Posted by Yvan_R sur 8 avril 2008

Ce qui peut être enseigné ne vaut pas la peine d’être appris (proverbe chinois)
What can be taught isn’t worth learning (Chinese saying)

[eng]

Keith Johnstone explained he wasn’t so sure about how to teach improv efficiently. Finpoil thinks this comes from the complex nature of the art itself, rather than a lack of expertise from the teacher. This is why an improviser should have an opinion on improv’s theories.

[fra]

Lors d’une conférence le 6 octobre à Paris, Keith Johnstone proposait de conclure son intervention avec une dernière question. Un jeune fan s’est levé respectueusement, et lui a demandé avec humilité :

– Monsieur Johnstone, vous avez écrit deux bouquins, vous avez géré une compagnie d’impro pendant de nombreuses années, vous avez inventé une demi-douzaine de concepts ; comment faites-vous pour ne pas être lassé de l’impro ?
– Eh bien, c’est tout simple : après toutes ces années, force est de constater que je ne sais toujours pas comment enseigner l’impro. Si j’avais découvert une méthode, alors je m’en serais lassé.

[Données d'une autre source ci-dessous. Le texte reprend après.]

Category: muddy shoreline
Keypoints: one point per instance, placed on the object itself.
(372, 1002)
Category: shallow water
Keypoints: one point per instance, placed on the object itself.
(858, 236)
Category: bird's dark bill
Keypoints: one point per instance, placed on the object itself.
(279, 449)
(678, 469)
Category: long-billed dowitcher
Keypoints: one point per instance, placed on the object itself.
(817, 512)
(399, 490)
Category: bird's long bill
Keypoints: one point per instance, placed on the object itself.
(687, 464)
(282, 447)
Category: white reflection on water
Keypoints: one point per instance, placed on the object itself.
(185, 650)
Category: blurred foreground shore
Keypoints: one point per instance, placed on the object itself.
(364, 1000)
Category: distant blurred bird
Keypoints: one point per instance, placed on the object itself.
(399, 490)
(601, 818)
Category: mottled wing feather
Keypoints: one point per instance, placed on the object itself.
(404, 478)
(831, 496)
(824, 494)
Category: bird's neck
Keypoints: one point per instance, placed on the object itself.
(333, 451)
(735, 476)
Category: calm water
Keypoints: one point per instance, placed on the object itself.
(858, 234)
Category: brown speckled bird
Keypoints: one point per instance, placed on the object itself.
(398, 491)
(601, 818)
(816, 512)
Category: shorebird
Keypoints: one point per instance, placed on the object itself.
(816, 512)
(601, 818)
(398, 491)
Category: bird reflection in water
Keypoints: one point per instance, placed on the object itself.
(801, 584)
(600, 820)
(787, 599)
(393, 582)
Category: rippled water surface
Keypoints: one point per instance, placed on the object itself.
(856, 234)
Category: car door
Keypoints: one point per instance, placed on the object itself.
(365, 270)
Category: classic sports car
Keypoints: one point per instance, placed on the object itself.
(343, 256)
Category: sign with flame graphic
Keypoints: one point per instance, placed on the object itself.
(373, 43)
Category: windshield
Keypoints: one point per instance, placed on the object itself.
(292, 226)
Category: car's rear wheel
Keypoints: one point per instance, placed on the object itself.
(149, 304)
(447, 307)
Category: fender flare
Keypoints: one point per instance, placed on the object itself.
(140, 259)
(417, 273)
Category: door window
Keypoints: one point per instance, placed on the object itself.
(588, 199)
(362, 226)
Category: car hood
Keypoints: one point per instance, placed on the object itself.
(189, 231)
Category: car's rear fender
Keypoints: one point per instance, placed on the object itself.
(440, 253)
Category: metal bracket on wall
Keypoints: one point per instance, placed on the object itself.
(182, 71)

Le Maestro se retirait donc sur une pirouette magistrale, relevant le caractère impossible d’une didactique de l’improvisation. Après huit ans d’enseignement avec différents groupes (adultes, adolescents, enfants), je commence à croire qu’il avait malheureusement raison : l’impro ne s’enseigne pas. Mais ce n’est pas une raison pour s’acheter une corde et un tabouret ; il y a bien quelque chose à faire.

Aaahh, si c\'était si simple
D’abord, la plupart des troupes d’impro s’entraînent, c’est un fait. Nous travaillons tous avec plus ou moins de succès, tournant sur une banque d’exercices qui dépend de notre bagage d’animateur, en tentant d’explorer des zones et des règles établies. Mais combien de joueurs parmi nous qui stagnent ? Arrivés à un certain point, on tourne en boucle sur trois ou quatre personnages, sur des tics narratifs prémâchés, la faute à une réflexion lacunaire sur la philosophie de l’impro : la crise de l’improvisateur, c’est qu’il lui manque un syllabus, des paliers de progression.

Gravel et Diggles (voir bibliographie) ont peut-être été les seuls jusqu’ici à proposer une logique de l’enseignement de l’impro : Gravel partait du principe qu’il fallait déjà maîtriser une improvisation solo avant de se lancer dans une construction de scène avec un partenaire. Diggles procède plutôt par thématiques, reprenant pour la plupart des concepts de Johnstone pour les organiser par difficulté croissante. Enfin, certains manuels (Tournier, Lynn), proposent une progression par « règles » … avec les risques dogmatiques que cela comporte.

Le problème avec la technique de l’improvisation théâtrale, c’est que les bons mécanismes sont encore relativement mal compris, ou alors sont trop complexes pour être hiérarchisés et enseignés par des exercices : l’élève est mis devant l’énorme défi de relier par lui-même les bribes de sagesse contenus dans une pelote embrouillées d’exercices hétéroclites. Dans le meilleur des cas, l’élève-improvisateur peut alors réfléchir tout seul sur sa pratique, pour peaufiner sa formation de manière autonome. À cet effet, il lui faut des outils d’analyse et de compréhension.

C’est aussi un peu à ça que va servir ce blog : organiser le savoir complexe sur l’impro, de manière à pouvoir renouveler la didactique (exercices, réflexions) du théâtre d’improvisation. En décortiquant les théories de l’impro, nous pourrons peut-être commencer à voir comment organiser un enseignement efficace, pragmatique et écologique.

Alors oui, j’en suis convaincu : l’improvisation ne s’enseigne pas, mais elle s’apprend.